Trevor James

Personal information
- Place of birth: Norwich, England

Managerial career
- Years: Team
- 2006–2010: LA Galaxy (Assistant)
- 2010–2012: Portland Timbers (Assistant)
- 2014–2015: Chicago Fire (Scout)
- 2017–2018: Indy Eleven (Assistant)
- 2019–2023: Detroit City FC
- 2023–2025: Detroit City FC (Sporting Director)

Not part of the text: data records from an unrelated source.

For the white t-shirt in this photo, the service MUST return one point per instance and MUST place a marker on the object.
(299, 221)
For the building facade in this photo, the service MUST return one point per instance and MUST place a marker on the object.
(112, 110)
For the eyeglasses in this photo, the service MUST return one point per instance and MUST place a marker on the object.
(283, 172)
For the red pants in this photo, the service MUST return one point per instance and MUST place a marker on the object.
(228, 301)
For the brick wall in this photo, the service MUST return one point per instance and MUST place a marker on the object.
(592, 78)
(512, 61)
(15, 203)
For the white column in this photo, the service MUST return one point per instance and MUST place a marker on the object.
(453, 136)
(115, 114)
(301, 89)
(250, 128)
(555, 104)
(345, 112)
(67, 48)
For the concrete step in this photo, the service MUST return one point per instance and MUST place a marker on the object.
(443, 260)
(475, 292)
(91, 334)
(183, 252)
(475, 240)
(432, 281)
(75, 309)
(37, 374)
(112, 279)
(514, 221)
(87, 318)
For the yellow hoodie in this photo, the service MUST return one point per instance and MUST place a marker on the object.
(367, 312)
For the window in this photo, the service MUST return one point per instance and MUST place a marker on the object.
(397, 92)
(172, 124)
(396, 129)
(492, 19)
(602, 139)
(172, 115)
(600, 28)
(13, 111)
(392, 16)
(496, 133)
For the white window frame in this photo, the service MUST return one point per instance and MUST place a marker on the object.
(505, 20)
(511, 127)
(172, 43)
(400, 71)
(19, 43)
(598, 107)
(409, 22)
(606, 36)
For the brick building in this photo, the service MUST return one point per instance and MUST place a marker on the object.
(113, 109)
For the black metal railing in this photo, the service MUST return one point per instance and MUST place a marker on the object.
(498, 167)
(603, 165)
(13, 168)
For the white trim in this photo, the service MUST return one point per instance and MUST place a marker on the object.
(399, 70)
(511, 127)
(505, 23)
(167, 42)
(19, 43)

= Trevor James (football manager) =

British football manager

Trevor James is an English football manager who most recently served as sporting director of USL Championship club Detroit City FC.

==Career==

===Early career===

James had many stops in various roles along his journey, including Viking Stavangar of the Norwegian First Division, Los Angeles Lazers of the Major Indoor Soccer League, and Ipswich Town F.C., Colchester United F.C. and Cambridge United in England. He also worked as a scout throughout the 1980s and 90s with Sir Bobby Robson at FC Barcelona, Newcastle United, FC Porto, Sporting CP and the England national football team.

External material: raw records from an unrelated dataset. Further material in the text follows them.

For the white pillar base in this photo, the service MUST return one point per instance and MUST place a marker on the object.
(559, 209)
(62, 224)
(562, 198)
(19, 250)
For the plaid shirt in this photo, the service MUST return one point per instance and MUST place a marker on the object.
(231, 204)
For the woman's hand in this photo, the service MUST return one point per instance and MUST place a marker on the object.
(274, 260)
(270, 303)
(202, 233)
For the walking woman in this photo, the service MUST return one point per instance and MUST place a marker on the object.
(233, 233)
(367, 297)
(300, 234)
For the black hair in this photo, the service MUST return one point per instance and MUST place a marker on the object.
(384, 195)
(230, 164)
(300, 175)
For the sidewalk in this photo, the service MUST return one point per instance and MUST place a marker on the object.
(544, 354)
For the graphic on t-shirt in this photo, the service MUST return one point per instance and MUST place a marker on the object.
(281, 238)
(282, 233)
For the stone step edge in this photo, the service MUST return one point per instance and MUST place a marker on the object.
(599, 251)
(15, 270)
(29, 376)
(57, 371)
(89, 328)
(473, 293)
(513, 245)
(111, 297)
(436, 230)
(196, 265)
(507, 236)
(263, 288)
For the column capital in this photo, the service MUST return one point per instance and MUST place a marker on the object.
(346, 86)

===Managing in the United States===
James started his managerial career in America in 2006 as assistant manager of MLS side LA Galaxy under Frank Yallop and Ruud Gullit. Additionally, he acted as director of player development for the club, overseeing the club's youth program.

In 2010, he was appointed assistant manager of Portland Timbers for their inaugural MLS season under John Spencer.

James moved to a scouting role with the Chicago Fire beginning in the 2014 season.

In 2017 and 2018, James was the assistant manager of American second tier club Indy Eleven for their last year in the NASL and their first year in USL.

===Detroit City FC===

In 2019, he was appointed manager of Detroit City FC of the National Premier Soccer League, in the top tier of the American amateur system. After helping them win three regional titles, he continued to lead the team as it became a professional club and joined the National Independent Soccer Association in the American third tier in 2020. After 2 titles in the league, James remained at the helm as Detroit City moved to the second tier USL Championship for the 2022 season. James led the team to consecutive playoff appearances in their first two USL Championship seasons, and a victory over MLS club Columbus Crew in the 2022 U.S. Open Cup, before taking on the role of sporting director following the conclusion of the 2023 season. In July 2025, Detroit City FC announced that James and the club had parted ways.